Chat with a producer, beat writer or editor these days about what they’re interested in and the first word you’ll likely hear is “exclusives.” The “background” conversation usually goes something like this:
Executive or PR Guy: So what are you really following these days; any ideas what you may be looking at in the near future?
Pay-by-exclusives Reporter: What I’m really interested in right now is exclusives.
Executive or PR Guy: Great, yeah, I’ve seen a few of yours. You following the high speed Internet race?
Pay-by-exclusives Reporter: You have exclusive information there?
Executive or PR Guy: No, no inside information here or anything to announce, but what Google is doing will certainly shake-up things.
Pay-by-exclusives Reporter: “Google planning to shake-up telecom industry,” I may run with that on wire. You haven’t shared with others right?
Executive or PR Guy: Umm
Pay-by-exclusives Reporter: Don’t worry, you can trust me, how do you think I get all these exclusives?
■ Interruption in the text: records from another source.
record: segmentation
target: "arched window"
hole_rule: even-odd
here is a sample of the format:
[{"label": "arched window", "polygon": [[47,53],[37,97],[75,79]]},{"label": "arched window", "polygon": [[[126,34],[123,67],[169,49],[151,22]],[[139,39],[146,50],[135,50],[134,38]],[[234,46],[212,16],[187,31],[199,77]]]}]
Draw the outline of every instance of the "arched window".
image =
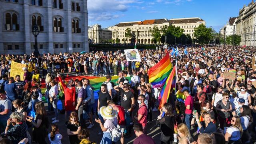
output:
[{"label": "arched window", "polygon": [[38,26],[42,26],[42,19],[40,16],[37,17],[37,25]]},{"label": "arched window", "polygon": [[58,22],[57,22],[57,18],[54,18],[53,20],[53,30],[54,32],[58,32],[57,31],[57,28],[58,28]]},{"label": "arched window", "polygon": [[7,13],[5,15],[6,28],[7,30],[12,30],[12,18],[11,14]]},{"label": "arched window", "polygon": [[34,27],[34,26],[36,24],[36,16],[32,16],[32,24],[31,24],[31,26],[32,27],[32,28]]},{"label": "arched window", "polygon": [[81,32],[81,28],[79,28],[79,22],[78,20],[76,20],[76,33],[79,33]]},{"label": "arched window", "polygon": [[75,32],[75,20],[72,20],[72,32]]},{"label": "arched window", "polygon": [[17,18],[17,14],[12,14],[12,30],[18,30],[18,18]]},{"label": "arched window", "polygon": [[58,20],[58,32],[63,32],[63,30],[62,28],[62,21],[61,21],[61,19],[60,18],[59,18],[59,19]]}]

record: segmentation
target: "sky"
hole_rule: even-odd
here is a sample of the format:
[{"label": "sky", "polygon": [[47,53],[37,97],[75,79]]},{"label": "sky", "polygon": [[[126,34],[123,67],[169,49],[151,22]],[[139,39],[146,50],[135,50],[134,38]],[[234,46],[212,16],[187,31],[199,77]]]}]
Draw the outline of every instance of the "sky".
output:
[{"label": "sky", "polygon": [[200,17],[217,32],[252,0],[88,0],[88,24]]}]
Going to chat with some other folks now before I file, thanks.
Albeit a bit exaggerated, it gives you a look at the extent of focus on exclusives these days (even if they’re not necessarily real yet) at all the major news services: Dow Jones, Reuters, AP and Bloomberg. Flatly, if they’re not breaking news, it’s not news. And if you’re (reporter) not producing news – you’re fired.
I’ve covered it before, but what is really changing is how tightly intertwined breaking news stories are with compensation and job safety.
And as Gawker covered this morning, it’s coming to a head within the walls of these news organizations. Following in the footsteps of the “breaking news points” system established by Bloomberg, the competitive field has established similar standards.
However, Gawker is reporting that AP staffers are planning to fight back against this “culture of fear.”
Our AP source says a majority of the staff — 90 percent, this person claims — are about to send a jointly-signed letter to Business Editor Hal Ritter accusing him of “installing a culture of fear.”
Will it help? Probably not. It’ not the management of these news organizations that are making these rules, it’s the market. Speed of “important” information, is the only revenue driver news organizations have left on the Web (unless they put up that wall). You can’t put the genie back in the bottle at this point. Unless these news organizations move towards some sort of non-profit model, it will only get more competitive and more fearful for the paid-journalists that remain.